Professor Jacob Charles, "The Dead Hand of a Silent Past: Bruen, Gun Rights, and the Shackles of History" -- Duke Law Journal
Professor Jacob D. Charles's article, "The Dead Hand of a Silent Past: Bruen, Gun Rights, and the Shackles of History," (SSRN) has been published in the Duke Law Journal, 73 Duke Law Journal 67 (2023). The article critically assesses the Supreme Court's test in New York State Rifle & Pistol Association v. Bruen, and, in the process, raises concerns about other areas of rights jurisprudence trending in ever more historically inflected directions.
Abstract of "The Dead Hand of a Silent Past: Bruen, Gun Rights, and the Shackles of History"
In June 2022, the Supreme Court struck down New York’s concealed carry licensing law on Second Amendment grounds. In that decision, New York State Rifle & Pistol Association v. Bruen, the Court declared that future Second Amendment challenges should be evaluated solely with reference to text, history, and tradition. By requiring historical precedent for any modern regulation, that test is essentially sui generis in the Court’s individual-rights jurisprudence. Yet it represents both an extension of an increasingly historically focused Supreme Court case law and a harbinger of potential doctrinal transformations in other domains.

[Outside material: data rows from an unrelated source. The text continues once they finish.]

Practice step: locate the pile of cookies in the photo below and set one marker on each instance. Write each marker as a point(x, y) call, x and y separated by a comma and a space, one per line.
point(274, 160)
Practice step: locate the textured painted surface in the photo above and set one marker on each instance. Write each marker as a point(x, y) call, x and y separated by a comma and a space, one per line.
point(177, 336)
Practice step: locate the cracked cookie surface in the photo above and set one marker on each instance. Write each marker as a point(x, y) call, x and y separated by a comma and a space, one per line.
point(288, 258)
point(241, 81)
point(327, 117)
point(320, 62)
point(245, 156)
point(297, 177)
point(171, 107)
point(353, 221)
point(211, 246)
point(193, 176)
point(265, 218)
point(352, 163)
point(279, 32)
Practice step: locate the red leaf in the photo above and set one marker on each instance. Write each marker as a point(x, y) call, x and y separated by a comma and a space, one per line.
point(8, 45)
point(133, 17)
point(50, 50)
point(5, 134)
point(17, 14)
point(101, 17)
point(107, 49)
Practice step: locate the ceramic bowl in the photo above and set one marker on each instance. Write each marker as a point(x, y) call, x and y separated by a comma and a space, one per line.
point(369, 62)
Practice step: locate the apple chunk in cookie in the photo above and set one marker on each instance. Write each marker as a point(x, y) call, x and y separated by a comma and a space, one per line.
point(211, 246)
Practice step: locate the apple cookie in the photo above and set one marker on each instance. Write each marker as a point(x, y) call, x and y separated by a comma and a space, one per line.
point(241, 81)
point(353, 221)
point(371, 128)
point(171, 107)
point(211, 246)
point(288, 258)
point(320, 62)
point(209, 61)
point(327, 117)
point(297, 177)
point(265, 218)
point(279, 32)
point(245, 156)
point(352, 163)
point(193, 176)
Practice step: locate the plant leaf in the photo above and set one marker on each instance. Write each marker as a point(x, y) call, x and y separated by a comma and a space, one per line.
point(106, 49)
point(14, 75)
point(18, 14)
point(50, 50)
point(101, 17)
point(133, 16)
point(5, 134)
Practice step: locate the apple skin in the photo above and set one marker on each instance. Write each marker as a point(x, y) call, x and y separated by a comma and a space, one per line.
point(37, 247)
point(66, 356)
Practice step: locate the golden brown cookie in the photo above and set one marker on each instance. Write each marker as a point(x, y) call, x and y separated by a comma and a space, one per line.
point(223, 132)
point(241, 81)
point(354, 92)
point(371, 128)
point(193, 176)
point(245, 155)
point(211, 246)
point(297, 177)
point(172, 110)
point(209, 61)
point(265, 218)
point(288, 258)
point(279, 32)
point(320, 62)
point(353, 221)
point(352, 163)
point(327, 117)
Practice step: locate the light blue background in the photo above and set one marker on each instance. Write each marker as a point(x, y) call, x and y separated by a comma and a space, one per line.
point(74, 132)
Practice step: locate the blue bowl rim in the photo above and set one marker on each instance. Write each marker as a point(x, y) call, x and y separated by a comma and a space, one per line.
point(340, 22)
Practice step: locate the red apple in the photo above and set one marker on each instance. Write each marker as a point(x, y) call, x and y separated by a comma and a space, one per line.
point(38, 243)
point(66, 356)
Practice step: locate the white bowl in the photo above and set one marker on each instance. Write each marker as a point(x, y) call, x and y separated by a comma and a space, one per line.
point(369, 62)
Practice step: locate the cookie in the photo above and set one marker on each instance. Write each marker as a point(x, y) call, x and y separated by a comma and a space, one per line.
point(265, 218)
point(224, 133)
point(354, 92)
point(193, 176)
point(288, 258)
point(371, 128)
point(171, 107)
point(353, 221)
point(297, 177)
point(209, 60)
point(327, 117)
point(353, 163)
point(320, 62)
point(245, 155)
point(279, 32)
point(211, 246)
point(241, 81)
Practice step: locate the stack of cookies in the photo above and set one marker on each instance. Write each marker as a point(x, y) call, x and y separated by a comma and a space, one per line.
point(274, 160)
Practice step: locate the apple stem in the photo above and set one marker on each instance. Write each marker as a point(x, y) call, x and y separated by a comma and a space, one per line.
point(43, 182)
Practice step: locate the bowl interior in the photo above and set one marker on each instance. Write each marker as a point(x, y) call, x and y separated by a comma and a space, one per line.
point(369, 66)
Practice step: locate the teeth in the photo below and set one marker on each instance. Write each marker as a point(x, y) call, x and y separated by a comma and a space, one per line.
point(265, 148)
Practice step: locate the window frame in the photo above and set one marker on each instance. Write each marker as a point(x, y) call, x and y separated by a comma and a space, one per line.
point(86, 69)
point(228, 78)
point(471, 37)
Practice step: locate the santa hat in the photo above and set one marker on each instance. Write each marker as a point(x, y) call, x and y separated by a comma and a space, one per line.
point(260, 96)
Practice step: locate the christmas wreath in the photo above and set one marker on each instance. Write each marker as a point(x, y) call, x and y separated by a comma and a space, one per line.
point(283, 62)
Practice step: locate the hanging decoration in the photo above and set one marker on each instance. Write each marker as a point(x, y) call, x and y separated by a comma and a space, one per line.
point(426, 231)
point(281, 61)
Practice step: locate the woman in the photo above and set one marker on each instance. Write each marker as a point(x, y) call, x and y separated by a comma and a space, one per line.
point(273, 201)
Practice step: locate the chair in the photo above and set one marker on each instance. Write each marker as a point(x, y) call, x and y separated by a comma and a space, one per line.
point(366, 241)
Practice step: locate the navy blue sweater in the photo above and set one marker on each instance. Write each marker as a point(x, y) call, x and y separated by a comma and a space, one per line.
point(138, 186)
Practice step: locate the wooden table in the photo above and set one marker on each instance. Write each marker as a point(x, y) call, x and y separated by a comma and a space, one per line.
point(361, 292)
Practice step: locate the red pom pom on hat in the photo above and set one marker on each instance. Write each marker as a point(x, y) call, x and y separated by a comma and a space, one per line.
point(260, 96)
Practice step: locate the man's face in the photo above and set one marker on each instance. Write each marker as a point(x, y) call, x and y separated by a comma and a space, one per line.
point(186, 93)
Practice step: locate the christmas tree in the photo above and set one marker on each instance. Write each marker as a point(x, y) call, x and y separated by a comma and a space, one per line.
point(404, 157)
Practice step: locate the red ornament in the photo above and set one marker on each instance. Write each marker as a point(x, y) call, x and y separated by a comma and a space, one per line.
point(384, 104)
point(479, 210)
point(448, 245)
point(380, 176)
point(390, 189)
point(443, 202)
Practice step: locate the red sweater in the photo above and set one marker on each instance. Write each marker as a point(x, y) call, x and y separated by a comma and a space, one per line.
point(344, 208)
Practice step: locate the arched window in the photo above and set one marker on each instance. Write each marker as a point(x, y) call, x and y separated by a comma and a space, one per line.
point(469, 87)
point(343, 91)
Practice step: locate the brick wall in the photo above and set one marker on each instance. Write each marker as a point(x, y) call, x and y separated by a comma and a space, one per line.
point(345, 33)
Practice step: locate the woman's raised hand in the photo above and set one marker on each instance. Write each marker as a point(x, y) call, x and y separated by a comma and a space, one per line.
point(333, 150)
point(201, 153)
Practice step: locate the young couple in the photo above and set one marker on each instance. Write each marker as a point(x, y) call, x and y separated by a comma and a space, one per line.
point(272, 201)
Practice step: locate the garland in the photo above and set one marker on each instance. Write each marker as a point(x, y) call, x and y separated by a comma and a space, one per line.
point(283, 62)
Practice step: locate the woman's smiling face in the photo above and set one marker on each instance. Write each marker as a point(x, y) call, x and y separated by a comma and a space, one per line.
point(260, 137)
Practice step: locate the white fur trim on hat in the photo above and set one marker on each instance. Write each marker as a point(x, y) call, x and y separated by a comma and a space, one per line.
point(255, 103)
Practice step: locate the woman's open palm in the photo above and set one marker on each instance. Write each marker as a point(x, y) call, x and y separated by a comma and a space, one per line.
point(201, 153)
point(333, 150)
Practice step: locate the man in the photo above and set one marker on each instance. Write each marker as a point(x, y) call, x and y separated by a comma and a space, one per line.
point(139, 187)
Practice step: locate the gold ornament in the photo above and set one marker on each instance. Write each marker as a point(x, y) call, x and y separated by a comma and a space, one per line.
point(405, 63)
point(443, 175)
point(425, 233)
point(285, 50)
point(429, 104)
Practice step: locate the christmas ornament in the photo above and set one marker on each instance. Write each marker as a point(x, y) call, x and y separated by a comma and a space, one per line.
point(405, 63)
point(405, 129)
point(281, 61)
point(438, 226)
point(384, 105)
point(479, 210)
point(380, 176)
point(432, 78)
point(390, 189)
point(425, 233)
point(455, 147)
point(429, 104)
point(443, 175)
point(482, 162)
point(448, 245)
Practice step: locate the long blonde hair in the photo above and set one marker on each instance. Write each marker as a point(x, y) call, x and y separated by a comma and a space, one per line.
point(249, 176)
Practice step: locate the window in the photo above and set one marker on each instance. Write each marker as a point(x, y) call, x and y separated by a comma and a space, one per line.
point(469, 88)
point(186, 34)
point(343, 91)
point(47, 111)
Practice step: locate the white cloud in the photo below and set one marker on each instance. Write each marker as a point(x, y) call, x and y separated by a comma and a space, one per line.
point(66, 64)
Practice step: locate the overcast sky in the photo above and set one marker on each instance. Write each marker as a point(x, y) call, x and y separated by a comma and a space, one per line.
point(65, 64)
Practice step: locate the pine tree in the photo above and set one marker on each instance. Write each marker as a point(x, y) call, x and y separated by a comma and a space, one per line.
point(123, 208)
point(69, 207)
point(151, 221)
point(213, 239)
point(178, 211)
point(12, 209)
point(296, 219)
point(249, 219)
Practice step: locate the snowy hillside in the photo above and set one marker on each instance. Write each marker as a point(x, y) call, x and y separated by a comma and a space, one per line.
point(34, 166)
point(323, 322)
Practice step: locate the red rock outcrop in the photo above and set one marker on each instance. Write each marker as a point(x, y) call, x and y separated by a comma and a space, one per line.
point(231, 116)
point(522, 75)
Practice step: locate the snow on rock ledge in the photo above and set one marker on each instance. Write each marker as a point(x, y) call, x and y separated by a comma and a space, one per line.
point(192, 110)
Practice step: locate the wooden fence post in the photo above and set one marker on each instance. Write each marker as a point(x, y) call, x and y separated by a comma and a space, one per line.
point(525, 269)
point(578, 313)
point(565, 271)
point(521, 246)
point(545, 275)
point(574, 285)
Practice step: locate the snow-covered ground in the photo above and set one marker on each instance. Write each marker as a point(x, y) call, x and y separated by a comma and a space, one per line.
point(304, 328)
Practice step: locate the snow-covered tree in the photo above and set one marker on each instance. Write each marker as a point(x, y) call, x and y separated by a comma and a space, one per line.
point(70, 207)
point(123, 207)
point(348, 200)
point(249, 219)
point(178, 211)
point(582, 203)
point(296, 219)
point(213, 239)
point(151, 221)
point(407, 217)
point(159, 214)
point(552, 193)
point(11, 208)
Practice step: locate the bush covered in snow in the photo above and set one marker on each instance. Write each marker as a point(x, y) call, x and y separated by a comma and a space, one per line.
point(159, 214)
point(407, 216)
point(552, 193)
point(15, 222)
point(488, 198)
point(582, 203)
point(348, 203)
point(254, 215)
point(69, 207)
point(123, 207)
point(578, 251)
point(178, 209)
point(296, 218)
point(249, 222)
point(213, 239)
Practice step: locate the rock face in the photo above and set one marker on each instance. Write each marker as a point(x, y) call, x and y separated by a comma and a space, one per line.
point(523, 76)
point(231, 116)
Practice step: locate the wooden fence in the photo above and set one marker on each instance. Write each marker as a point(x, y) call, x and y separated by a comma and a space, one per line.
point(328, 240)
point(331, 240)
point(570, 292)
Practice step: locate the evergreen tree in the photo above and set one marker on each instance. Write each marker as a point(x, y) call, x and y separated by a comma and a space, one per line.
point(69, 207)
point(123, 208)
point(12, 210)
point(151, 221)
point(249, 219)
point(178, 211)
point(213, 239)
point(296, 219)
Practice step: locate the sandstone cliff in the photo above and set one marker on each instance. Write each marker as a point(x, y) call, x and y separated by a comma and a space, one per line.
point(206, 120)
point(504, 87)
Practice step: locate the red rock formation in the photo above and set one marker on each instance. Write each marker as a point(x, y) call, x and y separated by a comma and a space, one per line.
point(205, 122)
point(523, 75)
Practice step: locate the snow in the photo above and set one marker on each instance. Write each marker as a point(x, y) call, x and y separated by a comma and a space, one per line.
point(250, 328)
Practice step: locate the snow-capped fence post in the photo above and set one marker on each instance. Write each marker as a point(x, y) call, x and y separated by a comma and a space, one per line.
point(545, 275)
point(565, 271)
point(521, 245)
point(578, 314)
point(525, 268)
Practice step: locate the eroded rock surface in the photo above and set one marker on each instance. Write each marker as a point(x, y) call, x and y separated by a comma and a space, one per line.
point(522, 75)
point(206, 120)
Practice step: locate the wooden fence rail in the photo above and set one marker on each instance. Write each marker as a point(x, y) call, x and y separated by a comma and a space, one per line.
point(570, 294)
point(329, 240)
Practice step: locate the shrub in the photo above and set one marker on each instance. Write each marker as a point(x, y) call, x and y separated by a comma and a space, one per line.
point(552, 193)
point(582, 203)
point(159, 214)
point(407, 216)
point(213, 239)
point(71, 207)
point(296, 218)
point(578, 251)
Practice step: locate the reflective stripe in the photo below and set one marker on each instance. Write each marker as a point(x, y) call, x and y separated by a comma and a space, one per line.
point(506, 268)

This Article critically assesses Bruen’s test and, in the process, raises concerns about other areas of rights jurisprudence trending in ever more historically inflected directions. In critiquing Bruen’s method, the Article foregrounds the unsatisfying justifications for the novel test and several unworkable features. Centrally, it underscores how Bruen’s emphasis on historical silence imbues an absent past with more explanatory power than it can bear—or than the Court attempts to justify. The Article then synthesizes and analyzes the results from more than three hundred lower federal court decisions applying Bruen, which collectively reveal the test’s fundamental unworkability.
On top of that descriptive and critical work, the Article makes several prescriptive arguments about possible judicial and legislative responses to the decision. For judges, the Article endorses and amplifies arguments about the use of neutral historical experts appointed by courts, identifies ways that lower courts can usefully underline Bruen’s gaps and mitigate its open texture, and suggests that courts are justified in reading Bruen narrowly. For lawmakers, it argues that when legislatures pass new gun laws, they ought to be explicit about four types of evidence for the law’s constitutionality that track Bruen’s new demands: the purpose for the law, the expected burden on armed self-defense, the precise nature of the problem to which the law is directed, and the historical tradition from which the law springs.